Meral ve Uğursoy’un (2007) yaptıkları bir araştırmada ise, reklamlardaki gizli duygusal şiddet kavramı incelenmiş, seçilen reklamlar nitel analiz yöntemiyle çözümlenmiş; bulgular bazı reklamların çocuklara tüketime ve maddiyata bağlı anne baba sevgisi mesajları içerdiğini göstermiştir.

RTÜK’ ün yaptırdığı bir araştırmanın sonuçları, çocukların 2-2,5 yaşlarında düzenli bir şekilde televizyon izlemeye başladıklarını; yetişkinlerin günde ortalama 5 saat televizyon izlediklerini ve ilköğretim çağı çocuklarının da günde ortalama 3-3,5 saat televizyon başında kaldıklarını göstermiştir(Öztürk, 2007).

Şimşek ve Uğur (2007a) tarafından yapılan çocuk- çizgi animasyon ve hayvan imgelerinin reklamlarda kullanılmasına yönelik bir araştırmada; 2007 yılının ilk 3

ayında incelenen 254 reklamdan 66 tanesinde çocuk-hayvan ve animasyon karakterin kullanıldığı gözlenmiştir.

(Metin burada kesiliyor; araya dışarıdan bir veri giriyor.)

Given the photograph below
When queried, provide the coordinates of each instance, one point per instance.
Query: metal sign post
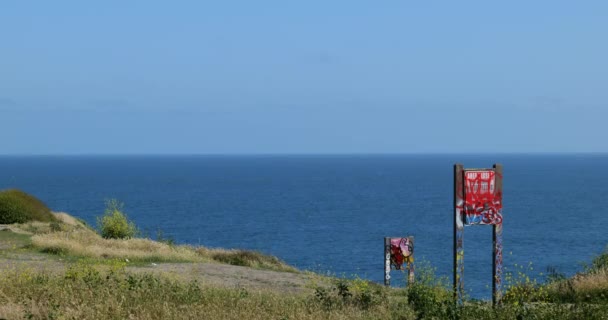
(477, 201)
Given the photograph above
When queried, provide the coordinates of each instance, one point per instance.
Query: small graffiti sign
(482, 204)
(398, 254)
(402, 250)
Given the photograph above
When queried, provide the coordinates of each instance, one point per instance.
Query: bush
(114, 224)
(17, 206)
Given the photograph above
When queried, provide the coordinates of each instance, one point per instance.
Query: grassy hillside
(98, 284)
(17, 206)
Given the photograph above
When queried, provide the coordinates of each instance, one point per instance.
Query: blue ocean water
(331, 213)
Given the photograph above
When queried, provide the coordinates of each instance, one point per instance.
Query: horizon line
(295, 154)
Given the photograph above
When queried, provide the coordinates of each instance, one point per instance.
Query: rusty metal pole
(410, 269)
(458, 234)
(497, 242)
(387, 261)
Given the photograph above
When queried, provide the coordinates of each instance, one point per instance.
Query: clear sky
(303, 77)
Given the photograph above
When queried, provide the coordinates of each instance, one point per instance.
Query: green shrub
(17, 206)
(114, 224)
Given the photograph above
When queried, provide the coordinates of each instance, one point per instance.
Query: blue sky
(227, 77)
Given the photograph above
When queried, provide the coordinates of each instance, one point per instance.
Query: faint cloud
(110, 103)
(324, 58)
(7, 102)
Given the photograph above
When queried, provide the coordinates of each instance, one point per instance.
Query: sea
(330, 213)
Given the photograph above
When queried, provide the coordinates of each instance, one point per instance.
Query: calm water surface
(330, 213)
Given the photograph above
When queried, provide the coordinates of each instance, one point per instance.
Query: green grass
(11, 240)
(17, 206)
(84, 291)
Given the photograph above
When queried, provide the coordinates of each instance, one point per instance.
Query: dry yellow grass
(71, 237)
(86, 243)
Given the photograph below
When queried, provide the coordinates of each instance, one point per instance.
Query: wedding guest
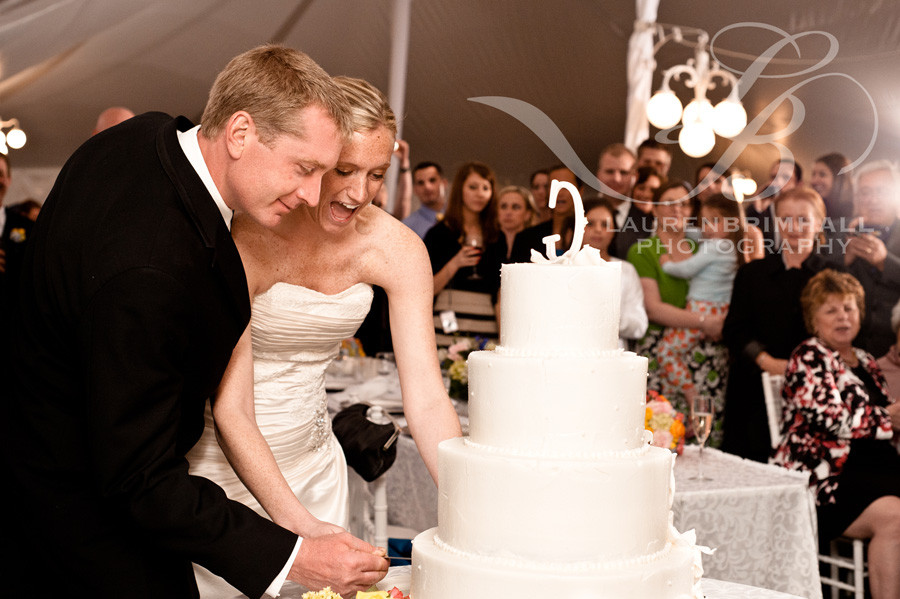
(764, 322)
(134, 298)
(540, 191)
(836, 189)
(615, 170)
(656, 155)
(599, 234)
(838, 421)
(711, 273)
(645, 181)
(429, 185)
(516, 210)
(456, 243)
(111, 117)
(890, 362)
(784, 175)
(871, 250)
(311, 279)
(665, 296)
(561, 224)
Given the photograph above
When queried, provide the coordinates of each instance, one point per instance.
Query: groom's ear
(237, 131)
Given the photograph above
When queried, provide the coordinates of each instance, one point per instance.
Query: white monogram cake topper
(575, 254)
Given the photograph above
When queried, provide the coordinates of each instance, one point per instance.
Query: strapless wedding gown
(296, 333)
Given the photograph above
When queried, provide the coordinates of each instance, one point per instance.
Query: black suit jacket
(132, 301)
(764, 315)
(882, 289)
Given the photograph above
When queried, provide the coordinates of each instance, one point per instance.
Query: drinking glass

Şimşek ve Uğur’un (2007b) reklamlarda duygusal zeka öğelerinin kullanımını konu aldıkları araştırmada seçilen 45 reklam söylem analizi yöntemiyle çözümlenmiş; bu reklamların ebeveyn çocuk arasındaki duygusal bağı ve sevgi, mutluluk,hayvan sevgisi, oyuncak tutkuları gibi duygularını kullandıkları saptanmıştır.

Aşçı (2006), televizyondaki çizgi ve animasyon karakterlerin farklı yerleşim yerlerinde yaşayan, ilköğretim 2 ve 5. sınıflarına devam eden çocukların tüketici davranışlarına etkisini incelediği bir araştırmada, çocukların reklamlarda izledikleri çizgi ya da animasyon karakterlerinin reklamını yaptıkları ve üzerinde bu karakterlerin resimlerinin olduğu ürünleri satın alma/aldırtma oranlarının oldukça yüksek olduğunu (%90.7) belirlemiştir.

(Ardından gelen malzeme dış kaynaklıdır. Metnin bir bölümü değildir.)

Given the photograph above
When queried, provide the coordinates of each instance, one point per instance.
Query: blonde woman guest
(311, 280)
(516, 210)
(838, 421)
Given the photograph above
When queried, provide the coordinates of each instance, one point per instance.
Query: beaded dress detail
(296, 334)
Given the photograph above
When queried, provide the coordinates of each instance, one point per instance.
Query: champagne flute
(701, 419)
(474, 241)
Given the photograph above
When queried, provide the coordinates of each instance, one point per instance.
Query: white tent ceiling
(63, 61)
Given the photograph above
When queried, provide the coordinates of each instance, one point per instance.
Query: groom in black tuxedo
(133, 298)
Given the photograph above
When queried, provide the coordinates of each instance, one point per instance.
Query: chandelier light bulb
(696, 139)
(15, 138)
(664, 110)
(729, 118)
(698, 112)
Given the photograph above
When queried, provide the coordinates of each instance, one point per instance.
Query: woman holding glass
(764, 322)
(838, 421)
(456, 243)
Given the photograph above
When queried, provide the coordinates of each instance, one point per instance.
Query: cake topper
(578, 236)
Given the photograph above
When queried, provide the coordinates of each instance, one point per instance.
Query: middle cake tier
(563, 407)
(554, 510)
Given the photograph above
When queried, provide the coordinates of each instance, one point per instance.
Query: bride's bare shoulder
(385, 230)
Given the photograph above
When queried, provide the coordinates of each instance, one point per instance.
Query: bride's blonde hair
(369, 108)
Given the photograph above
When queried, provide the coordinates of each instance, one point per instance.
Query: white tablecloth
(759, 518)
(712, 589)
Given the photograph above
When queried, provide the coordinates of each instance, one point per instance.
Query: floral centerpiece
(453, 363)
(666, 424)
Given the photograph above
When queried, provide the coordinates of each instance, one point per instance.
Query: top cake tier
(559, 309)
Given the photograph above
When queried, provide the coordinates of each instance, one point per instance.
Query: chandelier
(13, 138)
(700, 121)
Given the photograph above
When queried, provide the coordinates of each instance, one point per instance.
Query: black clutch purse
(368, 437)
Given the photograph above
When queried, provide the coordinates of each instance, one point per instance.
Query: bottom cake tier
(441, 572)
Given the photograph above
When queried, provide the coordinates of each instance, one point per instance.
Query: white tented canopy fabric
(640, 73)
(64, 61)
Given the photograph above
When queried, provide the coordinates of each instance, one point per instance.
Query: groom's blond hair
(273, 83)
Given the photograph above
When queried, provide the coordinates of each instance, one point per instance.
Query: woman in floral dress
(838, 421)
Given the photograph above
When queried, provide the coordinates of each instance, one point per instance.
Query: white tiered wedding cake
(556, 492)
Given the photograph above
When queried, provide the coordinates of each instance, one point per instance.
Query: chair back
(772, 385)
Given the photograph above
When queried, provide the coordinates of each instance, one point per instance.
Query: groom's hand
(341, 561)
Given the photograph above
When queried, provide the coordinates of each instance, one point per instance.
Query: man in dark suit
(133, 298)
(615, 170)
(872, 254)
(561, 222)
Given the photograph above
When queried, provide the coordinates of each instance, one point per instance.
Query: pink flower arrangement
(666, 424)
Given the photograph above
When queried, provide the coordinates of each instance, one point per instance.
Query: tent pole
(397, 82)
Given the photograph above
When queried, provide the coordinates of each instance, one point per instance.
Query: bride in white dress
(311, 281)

Budak (2006) tarafından yapılan, televizyon reklamlarının ilköğretim çağındaki çocukların satın alma davranışları üzerindeki etkisini inceleyen bir araştırma sonucunda, çocukların televizyonda reklamını gördükleri bir ürünü %54 oranında hemen satın aldıkları saptanmıştır.

Elden ve Yakın’ın (2006) televizyon reklamlarında toplumsal rol sunumlarını incelediği araştırmada 2005 ve 2006 yıllarında yayınlanan reklamlar toplumsal değer içerikleri bakımından incelenmiş; bazı reklamlarda kullanılan görüntü ve simgelerin yaşlı- genç iletişimi, cinsiyet rolleri, arkadaşlık, aile gibi öğelere işaret ettiği sonucuna ulaşılmıştır.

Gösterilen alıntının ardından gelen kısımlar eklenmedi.